Following this teaching, Catholic evangelization has three components or goals touching on “our inner selves, our activities, and our world....” These goals are spiritual renewal, missionary activity and action for justice in the world. Part 2 of the book explicates each of these goals and Part 3 discusses how they can be implemented in the life of the parish, especially when applied to parish leadership and lay collaboration. Finally, Rivers appropriately grounds this pastoral vision in the greatest Trinity of all, beginning with the outreaching love of the Father who sends the Son and the Holy Spirit.

To be effective, Rivers insists, the threefold goals of evangelization must be properly integrated. Doing so makes it possible for evangelization as the essential mission to play a crucial role in planning strategy by providing a focus on the one important thing. And from personal experience Rivers testifies to the subsequent healing that flows from this unifying mission. “There can be a rebirth of effective pastoral leadership, a lessening of turfism, a rise in participation levels, a diminishing of fragmentation, and a heightened sense of ongoing conversion in the parish.”
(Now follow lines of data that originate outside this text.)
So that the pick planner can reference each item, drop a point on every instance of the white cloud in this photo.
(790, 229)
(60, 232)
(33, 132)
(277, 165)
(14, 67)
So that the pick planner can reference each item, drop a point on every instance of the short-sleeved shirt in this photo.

Rivers provides us with numerous insights that connect his theory with pastoral conditions on the ground. As just one example, he frequently decries the “consumer mentality” that prevails all too commonly in our parishes. This is the mentality that leads parishioners to sit back and wait for the parish staff to deliver the services the church is supposed to provide. Borrowing from African-American spirituality, Rivers says a better approach is for all of us to join together in a common role, seeing ourselves as hosts and the parish as our home. Thus each of us shares in the responsibility of welcoming the stranger, the newcomer, the visitor and the returnee. This example reflects Rivers’s profound estimation of the gifts and responsibility of the laity while properly recognizing the unique charism and role of ordained ministers—a valuable balance that is sometimes in short supply in the life of the church today.

One small quibble: Rivers makes a few disparaging remarks about the “maintenance” function in parish life, though this concept is not as central as its inclusion in the title of the book might suggest. If maintenance refers only to an entirely myopic and self-centered focus in parish life, we can all agree on its negative role. But there is a maintenance function that is essential in a healthy parish in order for the programs and activities to run smoothly and the outreach of the parish to be effective. But this is a minor criticism in the face of the challenging and inspiring elements of parish life that this important book so effectively fosters.